We are considering upgrading to Small Business Server.  It has proxy, which I am gathering it is a firewall. I am looking to implement a network security solution. Can some clear up for me what is the difference between Proxy and a hardware firewall. and suggest which will be a better choice. Let me give you a breakdown of what we have.

1  Win 2k server with exchange 2k
10 Win 2k pro
2  Win 98

We use outlook Web Access.  
We do not host web, ftp or any thing else.

Should we 1st invest in a server and put Exchange on it, and still give it a public IP so we can access OWA ( OWA is accessed through dynamic ISP IPs). Then install the DC on an internal IP to protect data.  

Or should we just go ahead and invest in Small Business Server, and Proxy will do the job.


Our goal is to protect data, while allowing OWA, and Terminal server capabilities (administrative for now and possibly applications in the near future).

Answer : Firewall/Proxy

from the standpoint of internally sourced requests, the functional differences between a proxy and firewall are as follows....

[proxy]
a proxy will act on behalf of the client...
  - ie. a client makes request to proxy, proxy makes outbound request, proxy returns results to client.

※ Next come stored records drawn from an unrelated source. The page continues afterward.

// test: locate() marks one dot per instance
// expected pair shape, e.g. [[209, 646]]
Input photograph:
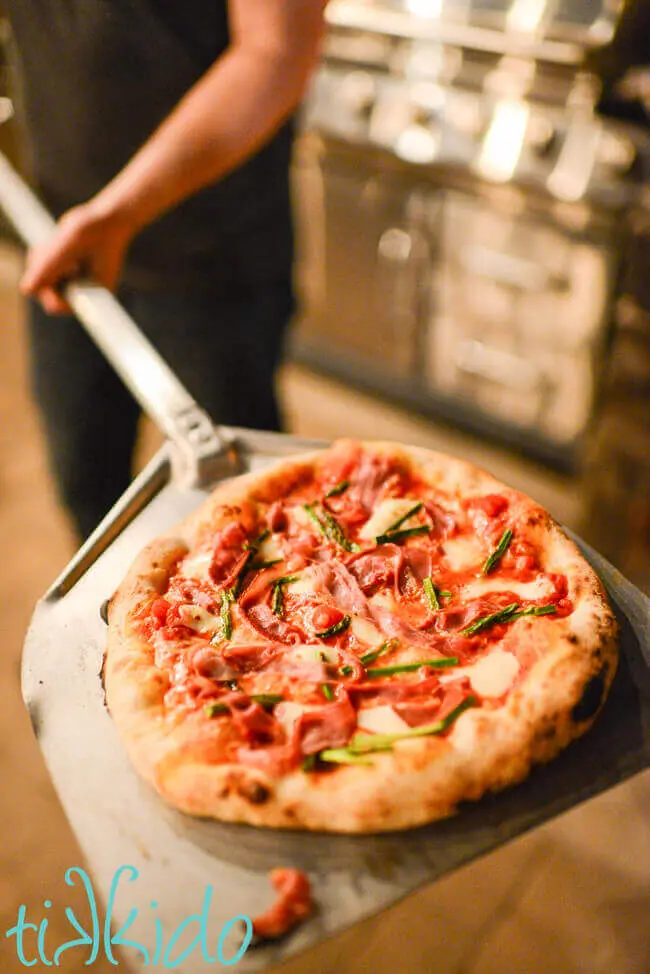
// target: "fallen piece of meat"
[[291, 907]]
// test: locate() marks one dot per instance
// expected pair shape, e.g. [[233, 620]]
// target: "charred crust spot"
[[255, 792], [591, 699]]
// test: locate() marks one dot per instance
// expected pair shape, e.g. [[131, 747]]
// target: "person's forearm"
[[224, 119]]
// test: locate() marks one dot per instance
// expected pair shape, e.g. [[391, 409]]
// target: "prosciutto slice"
[[292, 905], [382, 691], [248, 657], [333, 578], [328, 726], [273, 627], [376, 568], [417, 713]]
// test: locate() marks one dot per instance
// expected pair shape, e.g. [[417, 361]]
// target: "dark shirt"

there is generally a secondary protocol or application protocol extension that is used for secure transmission between the client and the proxy (and possibly the proxy and the next proxy,...,...)

[firewalls]

a firewall will forward/route/[translate] packets...
  - ie. client makes outbound request, traffic flows through firewall's inbound and outbound tcp/ip stack where each packet is subject to the rules, if the traffic is allowed then the firewall will forward the traffic to the next hop.  when response traffic comes back this process is in reverse.

this can be hardware -or- software.
  - [hardware] shasta, nokia ip*** (which really runs checkpoint, so it's a toss-up)
  - [software] ipfw/ipfilter/checkpoint/etc.

[which one's better?]
depends on organizational structure, size, and the support availability for each of the options being evaluated both internally and from the vendor.  while it's a general consensus that proxys provide more security (in the form of application-level security, instead of network-level security), i'm personally a fan of firewalls.